No doubt some will be asking if I think this is a change worth worrying about. Should we stop freezing our credit because we have to make an account? Should we resist making an account? First off, you should still absolutely freeze your credit. The 2017 Equifax data breach proved that these companies have garbage security, do not take your privacy or security seriously, will face absolutely no consequences when they screw up, and you will not receive any kind of compensation or have any recourse (I’m still waiting on my <$10 settlement payment that was agreed to in July of 2019). These companies don’t care about you, won’t protect you, and have no incentive to do so. Take the responsibility into your own hands.
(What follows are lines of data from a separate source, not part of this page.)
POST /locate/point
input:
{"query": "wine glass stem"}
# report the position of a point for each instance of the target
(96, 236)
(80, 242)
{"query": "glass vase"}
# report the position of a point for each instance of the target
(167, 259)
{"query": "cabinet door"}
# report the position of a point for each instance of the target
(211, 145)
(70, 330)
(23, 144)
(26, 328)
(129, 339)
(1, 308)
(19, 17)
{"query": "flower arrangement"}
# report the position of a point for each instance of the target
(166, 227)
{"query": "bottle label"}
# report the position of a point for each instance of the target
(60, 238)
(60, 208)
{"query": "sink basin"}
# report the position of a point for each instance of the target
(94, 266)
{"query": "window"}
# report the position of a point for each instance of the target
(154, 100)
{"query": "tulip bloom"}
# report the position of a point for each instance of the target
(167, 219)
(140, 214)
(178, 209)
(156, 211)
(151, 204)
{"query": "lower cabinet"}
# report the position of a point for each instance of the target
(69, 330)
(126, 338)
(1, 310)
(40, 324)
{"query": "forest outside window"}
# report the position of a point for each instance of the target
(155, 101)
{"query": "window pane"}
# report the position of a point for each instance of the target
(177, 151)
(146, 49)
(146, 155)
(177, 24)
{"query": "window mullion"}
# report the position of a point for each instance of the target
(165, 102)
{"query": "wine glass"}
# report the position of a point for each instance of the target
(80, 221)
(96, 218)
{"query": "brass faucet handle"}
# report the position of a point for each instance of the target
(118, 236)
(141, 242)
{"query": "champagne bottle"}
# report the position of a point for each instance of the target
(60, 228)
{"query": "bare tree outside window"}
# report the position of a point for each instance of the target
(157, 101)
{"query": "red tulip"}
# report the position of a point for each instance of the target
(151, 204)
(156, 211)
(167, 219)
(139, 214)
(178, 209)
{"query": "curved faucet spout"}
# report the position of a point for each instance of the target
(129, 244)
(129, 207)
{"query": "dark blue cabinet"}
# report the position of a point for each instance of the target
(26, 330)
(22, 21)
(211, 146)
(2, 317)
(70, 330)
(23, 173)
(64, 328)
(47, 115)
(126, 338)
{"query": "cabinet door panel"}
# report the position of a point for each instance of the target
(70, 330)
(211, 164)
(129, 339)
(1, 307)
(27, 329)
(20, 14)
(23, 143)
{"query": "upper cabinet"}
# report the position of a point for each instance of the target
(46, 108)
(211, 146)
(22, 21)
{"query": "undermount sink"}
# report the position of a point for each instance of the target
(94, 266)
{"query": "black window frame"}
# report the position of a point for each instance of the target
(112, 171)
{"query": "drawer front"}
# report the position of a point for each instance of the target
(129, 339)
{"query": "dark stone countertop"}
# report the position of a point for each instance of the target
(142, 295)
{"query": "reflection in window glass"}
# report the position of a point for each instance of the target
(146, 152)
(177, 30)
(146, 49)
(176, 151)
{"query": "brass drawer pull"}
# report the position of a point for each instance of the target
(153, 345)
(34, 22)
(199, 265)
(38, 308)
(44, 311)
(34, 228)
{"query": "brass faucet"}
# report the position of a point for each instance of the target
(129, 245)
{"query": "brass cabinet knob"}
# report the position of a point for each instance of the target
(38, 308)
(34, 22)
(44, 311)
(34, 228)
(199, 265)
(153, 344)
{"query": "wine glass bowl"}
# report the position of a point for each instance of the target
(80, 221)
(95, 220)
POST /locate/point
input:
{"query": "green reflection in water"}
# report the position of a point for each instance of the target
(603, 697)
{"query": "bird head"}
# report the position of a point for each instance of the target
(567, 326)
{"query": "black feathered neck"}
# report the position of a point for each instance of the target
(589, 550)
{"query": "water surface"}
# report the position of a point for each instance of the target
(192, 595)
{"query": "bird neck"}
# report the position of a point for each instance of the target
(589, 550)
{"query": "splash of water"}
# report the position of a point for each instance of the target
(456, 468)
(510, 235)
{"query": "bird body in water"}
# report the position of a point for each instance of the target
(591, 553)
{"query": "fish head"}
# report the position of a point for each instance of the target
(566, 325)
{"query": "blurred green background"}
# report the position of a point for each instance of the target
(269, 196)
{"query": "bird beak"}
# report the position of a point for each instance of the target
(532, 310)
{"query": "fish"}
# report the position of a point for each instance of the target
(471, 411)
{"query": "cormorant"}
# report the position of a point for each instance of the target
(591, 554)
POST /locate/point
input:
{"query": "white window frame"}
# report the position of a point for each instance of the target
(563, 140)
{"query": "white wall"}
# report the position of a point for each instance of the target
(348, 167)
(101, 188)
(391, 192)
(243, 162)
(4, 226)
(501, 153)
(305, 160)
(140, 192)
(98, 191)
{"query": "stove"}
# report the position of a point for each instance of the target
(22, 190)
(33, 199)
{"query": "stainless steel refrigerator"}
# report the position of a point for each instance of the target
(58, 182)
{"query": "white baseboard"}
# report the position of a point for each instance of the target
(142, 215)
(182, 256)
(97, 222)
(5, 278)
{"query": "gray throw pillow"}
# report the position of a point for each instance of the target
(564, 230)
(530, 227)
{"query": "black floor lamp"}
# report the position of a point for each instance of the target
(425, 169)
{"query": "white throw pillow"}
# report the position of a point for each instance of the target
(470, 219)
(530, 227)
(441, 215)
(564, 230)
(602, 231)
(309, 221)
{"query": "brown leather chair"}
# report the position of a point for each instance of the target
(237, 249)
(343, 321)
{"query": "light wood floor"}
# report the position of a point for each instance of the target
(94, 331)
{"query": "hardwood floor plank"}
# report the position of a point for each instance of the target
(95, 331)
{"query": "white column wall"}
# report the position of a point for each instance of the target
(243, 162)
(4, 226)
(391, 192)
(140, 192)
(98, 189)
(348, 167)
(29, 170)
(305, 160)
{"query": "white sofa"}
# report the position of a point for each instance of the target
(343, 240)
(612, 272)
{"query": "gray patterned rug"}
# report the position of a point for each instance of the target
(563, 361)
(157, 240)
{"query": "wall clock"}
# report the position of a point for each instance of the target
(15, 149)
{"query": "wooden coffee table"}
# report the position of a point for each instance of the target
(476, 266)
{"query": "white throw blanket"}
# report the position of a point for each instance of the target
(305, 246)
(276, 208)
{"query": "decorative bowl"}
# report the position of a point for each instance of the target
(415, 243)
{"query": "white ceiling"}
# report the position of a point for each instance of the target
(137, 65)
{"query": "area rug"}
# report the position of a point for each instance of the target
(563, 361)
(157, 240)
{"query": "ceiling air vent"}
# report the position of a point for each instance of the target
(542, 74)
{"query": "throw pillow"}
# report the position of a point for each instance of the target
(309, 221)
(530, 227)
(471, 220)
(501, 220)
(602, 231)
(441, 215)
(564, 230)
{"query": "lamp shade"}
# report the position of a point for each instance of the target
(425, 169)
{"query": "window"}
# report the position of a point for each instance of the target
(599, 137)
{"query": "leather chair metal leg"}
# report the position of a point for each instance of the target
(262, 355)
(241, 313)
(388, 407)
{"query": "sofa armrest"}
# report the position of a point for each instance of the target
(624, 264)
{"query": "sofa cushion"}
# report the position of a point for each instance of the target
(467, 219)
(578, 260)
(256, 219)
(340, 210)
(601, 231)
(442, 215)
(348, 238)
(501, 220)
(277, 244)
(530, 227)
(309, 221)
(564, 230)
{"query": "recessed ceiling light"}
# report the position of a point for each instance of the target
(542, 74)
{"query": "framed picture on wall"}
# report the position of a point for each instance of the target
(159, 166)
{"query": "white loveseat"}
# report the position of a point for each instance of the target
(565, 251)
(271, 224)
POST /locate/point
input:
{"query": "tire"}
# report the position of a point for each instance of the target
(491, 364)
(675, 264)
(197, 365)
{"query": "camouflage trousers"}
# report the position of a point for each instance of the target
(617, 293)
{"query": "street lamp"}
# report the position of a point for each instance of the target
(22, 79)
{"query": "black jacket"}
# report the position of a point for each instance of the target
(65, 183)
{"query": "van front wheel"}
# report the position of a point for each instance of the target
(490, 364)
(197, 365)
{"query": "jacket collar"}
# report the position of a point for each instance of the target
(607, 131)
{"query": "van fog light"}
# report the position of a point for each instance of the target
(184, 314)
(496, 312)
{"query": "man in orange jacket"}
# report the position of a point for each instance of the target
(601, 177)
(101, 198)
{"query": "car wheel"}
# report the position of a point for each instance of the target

Having said that, my advice is to make your accounts right now for two reasons. First is the fact that these companies already know everything about you and are tracking you. Whether you sign up for an account or not doesn’t change that. Just to clarify: there are ways to severely limit how effectively these companies can stalk you. I outline several on my website, and there are countless other great resources I recommend that expand on these principles and have even more advice. What I’m not saying is “they’re gonna track you and there’s nothing you can do about it,” what I am saying is that whether or not you create an account has no impact on the quantity or quality of their efforts to track you. You have nothing to lose by signing up for an account, but rather you have something to gain: control of that account. Even if you plan to never use your credit ever again, it’s best to plant your flag now. Security expert Brian Krebs describes “planting your flag” as basically making an account so that nobody else can pretend to be you later. This is a perfect example. If you feel that you never plan to use credit again and therefore you don’t need an account to manage a freeze, a criminal who finds your information on the dark web could still theoretically make that account on your behalf and now they can manage your freeze and disable it to open new accounts in your name – classic identity theft. It’s better for you to create that account with an email address you control and a strong password than to risk letting a criminal find enough information to pose as you and take control of that account. Thanks to the 2017 Equifax data breach and public record people search sites, it’s very conceivable that a criminal could find all the information they need to easily create that account and control your credit. Plant your flag even if you never plan to use credit again.

If you do plan to use your credit someday in the future but not right now, I still encourage you to go ahead and make those accounts now that you’ve read this. As I can promise you from my experience this past week, it sucks to want access to your credit right now and be unable to do so. Apparently I had already created an Equifax account and lost the login information, and both their automated systems and human were unable to verify me so I had to mail in documentation. At the time of writing I’m still waiting for that to resolve. All for some stupid fiber internet. Thank god this isn’t an emergency like needing to replace a car or find housing. Now that you’re aware of this, please make sure to take care of this now before you need it, or plant your flag before cybercriminals do. Also, I don’t normally ask this, but please share this blog around with your American friends and family. This is a change that completely flew below my radar and while I don’t claim to be Mr Know-It-All, if I missed it I’m certain almost everyone else has, too. I’m sure that Equifax and TransUnion made zero effort to broadcast this change. Let’s let everyone know so they don’t get blindsided or caught unaware.